Response to Lauren Sides's "New Coach"


            Lauren’s story is confusing to me on a lot of levels.  Not that there is no sense in telling a cheerleading drama, but this piece left me dumbfounded.  The story follows the brief glimpse into the life, Kaylee, a teenage girl whose talent and dedication to cheerleading could possibly lead her to a scholarship to Florida State University.  Briefly introduced are Kaylee’s mother and friends whose one-dimensional characteristics add almost nothing to the story.  Finally, the “big bad wolf” takes the form of the “new” coach Alex (who I believe does not have a last name.)  This ruthless coach beats his students to a pulp, forcing them to practice regardless of serious medical injuries or any other much more important things for that matter.  The story follows one narrow path from beginning to end. 
There is a gargantuan amount of potential in this story, yet the author briefly touches on them and instead uses “fluff” to create no real momentum.
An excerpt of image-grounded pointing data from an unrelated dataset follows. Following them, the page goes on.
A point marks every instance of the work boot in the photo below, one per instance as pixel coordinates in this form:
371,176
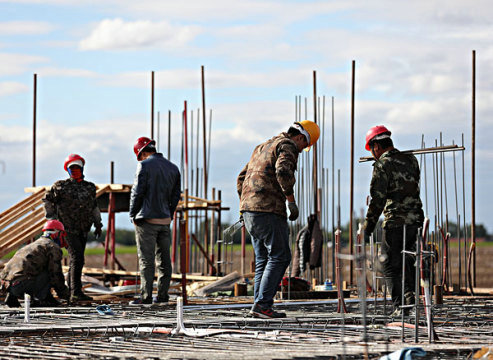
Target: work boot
74,298
259,312
12,301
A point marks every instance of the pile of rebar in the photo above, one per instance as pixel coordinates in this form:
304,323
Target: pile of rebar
311,329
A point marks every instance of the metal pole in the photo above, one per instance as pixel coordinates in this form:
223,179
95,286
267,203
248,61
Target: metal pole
473,165
35,81
315,164
169,135
152,104
351,167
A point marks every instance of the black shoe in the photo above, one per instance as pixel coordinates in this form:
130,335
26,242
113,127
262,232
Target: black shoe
259,312
79,297
140,301
12,301
160,301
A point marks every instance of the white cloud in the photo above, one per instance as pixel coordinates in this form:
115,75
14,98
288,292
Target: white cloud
12,87
25,28
117,34
15,64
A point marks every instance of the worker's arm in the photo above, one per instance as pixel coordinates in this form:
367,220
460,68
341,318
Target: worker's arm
175,195
49,201
138,191
378,192
287,161
241,179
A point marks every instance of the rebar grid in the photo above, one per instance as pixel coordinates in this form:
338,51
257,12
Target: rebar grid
462,325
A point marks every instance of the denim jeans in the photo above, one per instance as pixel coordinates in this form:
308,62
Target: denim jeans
270,239
153,248
392,245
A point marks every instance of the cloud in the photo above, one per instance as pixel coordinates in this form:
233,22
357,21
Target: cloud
12,87
117,34
15,64
8,28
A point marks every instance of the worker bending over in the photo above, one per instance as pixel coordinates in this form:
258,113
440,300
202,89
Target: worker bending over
264,185
36,268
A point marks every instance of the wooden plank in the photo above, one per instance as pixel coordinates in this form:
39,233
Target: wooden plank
101,271
14,216
30,199
28,234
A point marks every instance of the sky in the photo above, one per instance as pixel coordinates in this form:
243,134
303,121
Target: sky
93,61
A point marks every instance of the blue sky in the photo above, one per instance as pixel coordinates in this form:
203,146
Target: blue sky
94,58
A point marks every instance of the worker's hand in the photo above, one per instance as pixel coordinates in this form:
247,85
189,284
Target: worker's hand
293,211
97,231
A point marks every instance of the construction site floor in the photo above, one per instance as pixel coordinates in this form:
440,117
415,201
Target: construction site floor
219,329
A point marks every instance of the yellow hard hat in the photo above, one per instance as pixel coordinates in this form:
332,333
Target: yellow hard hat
312,129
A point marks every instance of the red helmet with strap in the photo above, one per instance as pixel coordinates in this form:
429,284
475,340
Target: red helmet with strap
140,145
51,225
73,159
374,131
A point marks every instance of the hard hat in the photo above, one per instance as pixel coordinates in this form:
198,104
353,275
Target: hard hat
74,159
55,225
375,131
313,131
140,145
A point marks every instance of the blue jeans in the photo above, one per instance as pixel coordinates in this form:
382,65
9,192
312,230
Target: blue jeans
270,239
153,248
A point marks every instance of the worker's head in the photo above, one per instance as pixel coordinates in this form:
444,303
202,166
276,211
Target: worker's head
378,140
55,230
144,147
304,133
74,165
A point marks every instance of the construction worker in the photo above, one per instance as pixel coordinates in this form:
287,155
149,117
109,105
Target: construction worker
36,268
394,189
73,202
264,185
153,201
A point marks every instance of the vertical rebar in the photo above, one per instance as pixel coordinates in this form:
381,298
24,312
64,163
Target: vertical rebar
152,104
351,166
35,86
473,165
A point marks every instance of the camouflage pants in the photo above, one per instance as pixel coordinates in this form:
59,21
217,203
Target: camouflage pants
392,245
153,243
38,287
76,246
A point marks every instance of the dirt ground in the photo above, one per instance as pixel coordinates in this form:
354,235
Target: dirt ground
484,265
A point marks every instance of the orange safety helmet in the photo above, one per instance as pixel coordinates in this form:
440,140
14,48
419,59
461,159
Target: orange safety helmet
52,225
140,145
73,159
374,131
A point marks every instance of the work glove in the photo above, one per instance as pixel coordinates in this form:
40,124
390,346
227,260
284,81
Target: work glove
293,211
97,231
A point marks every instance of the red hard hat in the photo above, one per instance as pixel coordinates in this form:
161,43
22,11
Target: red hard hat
140,145
73,159
374,131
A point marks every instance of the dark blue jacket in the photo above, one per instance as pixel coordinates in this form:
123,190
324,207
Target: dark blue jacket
156,190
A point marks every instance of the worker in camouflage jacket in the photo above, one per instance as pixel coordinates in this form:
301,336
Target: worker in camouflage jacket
73,202
264,185
394,189
36,268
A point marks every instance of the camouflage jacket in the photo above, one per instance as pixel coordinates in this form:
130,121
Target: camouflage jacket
74,204
42,255
394,190
268,178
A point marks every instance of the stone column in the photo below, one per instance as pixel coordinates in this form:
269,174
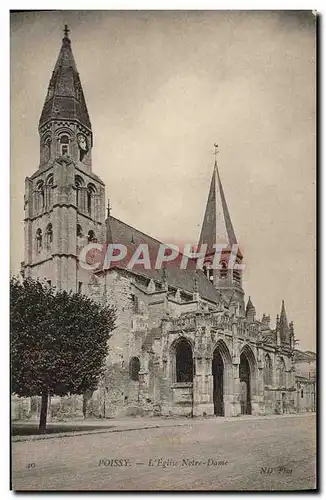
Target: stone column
235,381
260,381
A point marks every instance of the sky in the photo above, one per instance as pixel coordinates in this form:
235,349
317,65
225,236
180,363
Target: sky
161,88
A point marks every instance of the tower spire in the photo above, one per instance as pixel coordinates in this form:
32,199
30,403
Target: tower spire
66,31
217,229
284,326
65,97
217,226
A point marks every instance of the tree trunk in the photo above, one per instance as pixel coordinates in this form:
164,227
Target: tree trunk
44,411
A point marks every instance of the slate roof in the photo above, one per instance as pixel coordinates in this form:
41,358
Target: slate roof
307,356
65,97
217,226
120,232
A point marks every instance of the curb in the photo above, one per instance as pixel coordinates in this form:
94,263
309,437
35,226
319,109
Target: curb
36,437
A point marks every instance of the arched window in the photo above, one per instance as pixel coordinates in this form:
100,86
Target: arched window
39,242
237,274
281,372
91,190
39,196
134,369
48,192
49,236
47,148
183,362
207,268
64,144
268,370
79,231
91,237
79,183
224,269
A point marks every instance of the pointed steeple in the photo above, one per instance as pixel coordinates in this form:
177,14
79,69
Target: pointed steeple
217,226
65,98
217,229
250,311
284,326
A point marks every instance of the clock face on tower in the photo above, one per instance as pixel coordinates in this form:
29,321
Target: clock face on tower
82,142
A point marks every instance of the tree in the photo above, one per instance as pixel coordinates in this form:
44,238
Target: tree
59,341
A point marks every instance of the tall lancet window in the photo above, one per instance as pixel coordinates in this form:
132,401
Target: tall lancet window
223,269
39,240
237,273
91,191
64,144
47,149
39,197
48,192
79,183
49,236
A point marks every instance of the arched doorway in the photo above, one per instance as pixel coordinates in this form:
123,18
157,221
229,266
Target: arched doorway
245,385
184,367
218,383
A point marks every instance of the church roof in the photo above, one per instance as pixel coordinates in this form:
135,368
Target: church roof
65,97
217,226
250,306
283,325
184,279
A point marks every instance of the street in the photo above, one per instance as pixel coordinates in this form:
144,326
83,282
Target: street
212,454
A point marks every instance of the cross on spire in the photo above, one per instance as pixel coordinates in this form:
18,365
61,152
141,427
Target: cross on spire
108,209
215,151
66,31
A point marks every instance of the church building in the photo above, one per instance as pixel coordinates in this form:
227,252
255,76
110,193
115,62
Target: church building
187,343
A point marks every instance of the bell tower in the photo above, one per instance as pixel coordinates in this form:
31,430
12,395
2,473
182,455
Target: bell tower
64,200
217,229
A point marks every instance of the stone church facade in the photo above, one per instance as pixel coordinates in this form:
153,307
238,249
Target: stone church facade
185,343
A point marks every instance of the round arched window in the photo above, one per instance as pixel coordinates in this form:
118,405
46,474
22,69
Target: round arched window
134,369
64,144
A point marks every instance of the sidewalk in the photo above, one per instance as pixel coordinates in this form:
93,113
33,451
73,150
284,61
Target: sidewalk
90,426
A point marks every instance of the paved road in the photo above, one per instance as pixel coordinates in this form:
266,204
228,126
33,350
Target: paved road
273,454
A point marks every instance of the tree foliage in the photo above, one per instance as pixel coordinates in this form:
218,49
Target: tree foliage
59,340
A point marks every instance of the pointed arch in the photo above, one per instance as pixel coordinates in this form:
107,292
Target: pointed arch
79,184
248,379
281,371
49,236
222,376
182,358
268,370
39,240
91,192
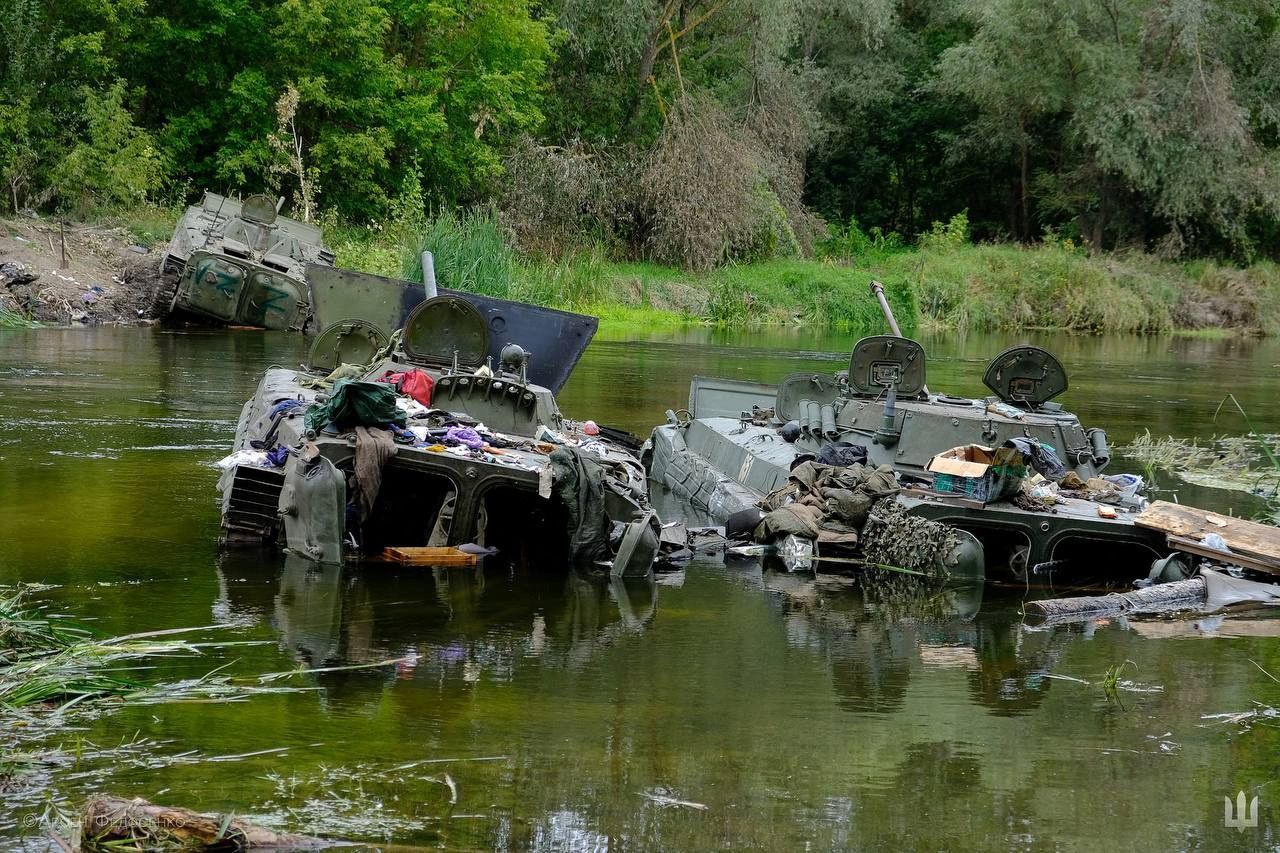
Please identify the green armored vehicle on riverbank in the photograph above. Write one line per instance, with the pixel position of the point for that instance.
(240, 263)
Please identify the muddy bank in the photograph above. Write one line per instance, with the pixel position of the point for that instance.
(76, 274)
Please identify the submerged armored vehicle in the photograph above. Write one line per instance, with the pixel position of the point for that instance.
(334, 463)
(739, 442)
(241, 263)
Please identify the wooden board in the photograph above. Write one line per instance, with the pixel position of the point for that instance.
(416, 556)
(1260, 542)
(1191, 546)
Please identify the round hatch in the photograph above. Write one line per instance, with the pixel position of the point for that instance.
(259, 209)
(1025, 375)
(443, 325)
(346, 342)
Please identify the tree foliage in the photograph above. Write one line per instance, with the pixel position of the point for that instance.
(714, 127)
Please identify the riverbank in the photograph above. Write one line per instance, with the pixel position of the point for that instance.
(942, 284)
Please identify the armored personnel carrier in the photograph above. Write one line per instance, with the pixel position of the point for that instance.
(333, 463)
(240, 263)
(737, 442)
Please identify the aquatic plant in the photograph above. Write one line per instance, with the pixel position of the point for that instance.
(14, 320)
(51, 662)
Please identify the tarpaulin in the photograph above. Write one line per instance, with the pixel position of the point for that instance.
(356, 404)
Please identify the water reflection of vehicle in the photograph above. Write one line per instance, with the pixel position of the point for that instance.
(434, 623)
(876, 635)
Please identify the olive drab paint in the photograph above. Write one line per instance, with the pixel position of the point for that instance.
(241, 263)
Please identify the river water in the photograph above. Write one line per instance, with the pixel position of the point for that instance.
(723, 707)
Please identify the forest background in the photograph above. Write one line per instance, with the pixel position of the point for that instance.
(1087, 164)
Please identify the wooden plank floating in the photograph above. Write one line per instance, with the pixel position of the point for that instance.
(1258, 543)
(417, 556)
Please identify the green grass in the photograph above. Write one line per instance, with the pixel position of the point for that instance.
(1055, 286)
(942, 283)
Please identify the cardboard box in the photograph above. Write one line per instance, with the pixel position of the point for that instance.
(979, 473)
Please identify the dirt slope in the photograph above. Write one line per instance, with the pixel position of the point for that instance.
(106, 277)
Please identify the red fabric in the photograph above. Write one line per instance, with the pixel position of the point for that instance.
(415, 383)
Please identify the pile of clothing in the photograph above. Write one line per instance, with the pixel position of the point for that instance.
(828, 503)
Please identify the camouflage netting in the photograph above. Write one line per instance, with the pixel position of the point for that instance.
(894, 538)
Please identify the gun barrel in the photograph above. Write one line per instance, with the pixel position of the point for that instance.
(878, 290)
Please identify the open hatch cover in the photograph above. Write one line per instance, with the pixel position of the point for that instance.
(554, 340)
(1025, 375)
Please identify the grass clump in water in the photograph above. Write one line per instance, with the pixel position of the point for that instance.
(53, 664)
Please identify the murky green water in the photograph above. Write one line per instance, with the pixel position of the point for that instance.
(568, 715)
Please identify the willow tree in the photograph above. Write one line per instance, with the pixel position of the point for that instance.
(1125, 114)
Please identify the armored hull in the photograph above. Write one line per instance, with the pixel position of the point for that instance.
(467, 452)
(240, 263)
(736, 443)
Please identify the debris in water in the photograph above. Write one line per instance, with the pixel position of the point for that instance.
(666, 799)
(115, 824)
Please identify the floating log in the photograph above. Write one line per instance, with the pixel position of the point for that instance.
(1174, 596)
(110, 822)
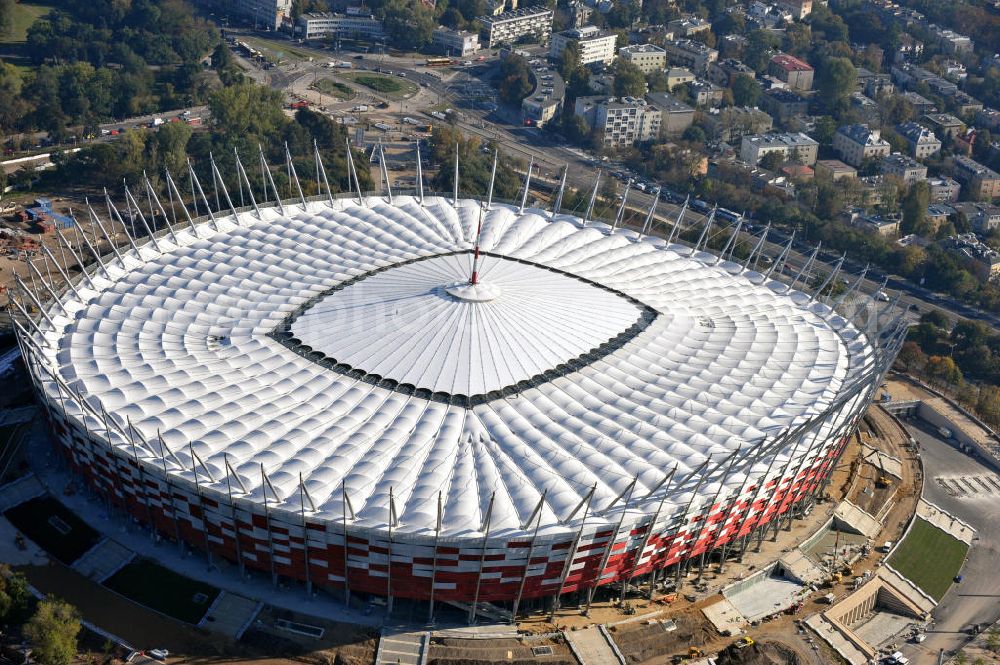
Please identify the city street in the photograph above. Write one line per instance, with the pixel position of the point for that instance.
(977, 598)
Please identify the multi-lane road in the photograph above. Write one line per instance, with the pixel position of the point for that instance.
(551, 156)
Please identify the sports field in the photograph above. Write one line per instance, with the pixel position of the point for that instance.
(24, 15)
(54, 528)
(163, 590)
(930, 558)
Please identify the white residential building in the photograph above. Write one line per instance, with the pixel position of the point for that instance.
(508, 27)
(754, 147)
(594, 45)
(319, 25)
(856, 143)
(455, 42)
(621, 122)
(648, 58)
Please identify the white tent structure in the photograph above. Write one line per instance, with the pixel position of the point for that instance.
(273, 384)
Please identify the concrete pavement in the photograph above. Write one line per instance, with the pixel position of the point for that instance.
(977, 598)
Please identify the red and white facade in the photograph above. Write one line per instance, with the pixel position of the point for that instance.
(305, 392)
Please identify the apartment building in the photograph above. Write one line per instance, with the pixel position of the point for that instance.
(327, 24)
(791, 145)
(508, 27)
(856, 143)
(799, 9)
(621, 121)
(980, 182)
(691, 54)
(594, 44)
(904, 167)
(921, 141)
(798, 74)
(455, 42)
(261, 14)
(724, 72)
(675, 115)
(648, 58)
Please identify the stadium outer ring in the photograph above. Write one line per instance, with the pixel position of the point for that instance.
(292, 546)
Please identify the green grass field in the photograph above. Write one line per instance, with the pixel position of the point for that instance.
(930, 558)
(276, 50)
(24, 15)
(53, 528)
(335, 89)
(163, 590)
(390, 86)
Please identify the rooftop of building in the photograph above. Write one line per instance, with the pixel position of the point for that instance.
(915, 133)
(782, 138)
(642, 48)
(790, 63)
(668, 103)
(900, 161)
(862, 134)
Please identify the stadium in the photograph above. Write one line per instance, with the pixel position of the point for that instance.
(447, 399)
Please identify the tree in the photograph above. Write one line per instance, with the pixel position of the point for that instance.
(746, 91)
(837, 79)
(52, 631)
(629, 80)
(911, 358)
(569, 60)
(410, 24)
(915, 203)
(7, 9)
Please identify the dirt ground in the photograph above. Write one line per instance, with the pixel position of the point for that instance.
(759, 653)
(452, 651)
(645, 642)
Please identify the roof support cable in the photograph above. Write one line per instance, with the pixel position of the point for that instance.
(172, 187)
(557, 206)
(675, 231)
(151, 197)
(384, 171)
(295, 176)
(221, 184)
(269, 179)
(806, 270)
(527, 185)
(113, 214)
(131, 201)
(704, 231)
(620, 217)
(195, 183)
(649, 215)
(781, 257)
(829, 278)
(321, 178)
(352, 173)
(244, 179)
(593, 199)
(420, 175)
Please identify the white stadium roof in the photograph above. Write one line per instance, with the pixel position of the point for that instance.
(325, 344)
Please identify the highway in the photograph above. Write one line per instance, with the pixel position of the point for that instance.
(550, 155)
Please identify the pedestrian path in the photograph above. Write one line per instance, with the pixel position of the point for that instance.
(398, 646)
(17, 492)
(103, 560)
(230, 615)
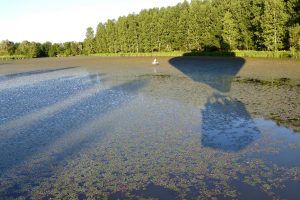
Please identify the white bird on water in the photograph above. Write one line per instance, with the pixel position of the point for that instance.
(155, 62)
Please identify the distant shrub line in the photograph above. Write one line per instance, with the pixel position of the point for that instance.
(236, 53)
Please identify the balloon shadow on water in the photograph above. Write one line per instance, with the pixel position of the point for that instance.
(226, 124)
For me, the story lacks complexity, emotion, and believability.  With situations like bulimia, injuries, and other social dramas revolving around this high school, one can only wish to see those conflicts arise and resolve in some way.  Yet, the reader is given no direction and is left with the main character “walking out” of the scene with all of her misery. 
There are a lot of other technical issues as well.  The author decided to use huge block quotations, which take up ample space for important descriptions and mood setting opportunities.  Also, the characters seem so cold.  Why is this coach on a vendetta to ruin everyone’s lives?  There must be more to this character and the rest of the characters as well.  I believe this story has a lot of story to tell.  It simply needs to be crafted to suit the audience, and in doing so will make the work much more fluid.

Cary Bayless's "Mountain Blood"


            Cary’s story is filled to brim with plot points, flashbacks, and character connections.  However, I believe this to be the story’s downfall.  There are plenty of interesting things going on, but the lack of continuity and cohesion are a bit overwhelming.  The story follows the main character, Chad, and his attempts to come to terms with the loss (I think) of his girlfriend, Julia.  Joining the cast is Chad’s friend, Beau.  A seemingly rugged southern man, Beau aids the main character in his predicament and brings a sense of contentment to Chad.  The story follows a jagged linear pattern in which I mean to plot dips and dives through various thought interruptions and one big flashback.  I was a bit confused with the scenes about the ring (presumably a wedding ring).  Isn’t Chad’s girlfriend dead and gone?  Or is Chad simply trying to maintain his connection with his lover through the ring?
            The author’s intent throughout the story is pretty obvious.  He made sure that if the reader didn’t understand the cliché story line, he’d add a final “thought provoking” line.  To me, I felt that this gave away the story (and all the fun).  The interpretation element is far out for we now know that “Light will always triumph darkness.”  I’m simply disappointed in the cop-out.  The story is full of interesting elements: Love and loss, friendship, a bottomless mountain, and a pair of college-student-murdering vigilantes.  Not that I minded the dialogue, but there are a lot of technical errors that need to be revised. 
            I can see the story going in a lot of different directions.  I like how the writer played with the chronological order.  This element can surely be used to your advantage if it’s done correctly.  I would love to see a revised version of this with a bit more excitement as I anticipated from the title.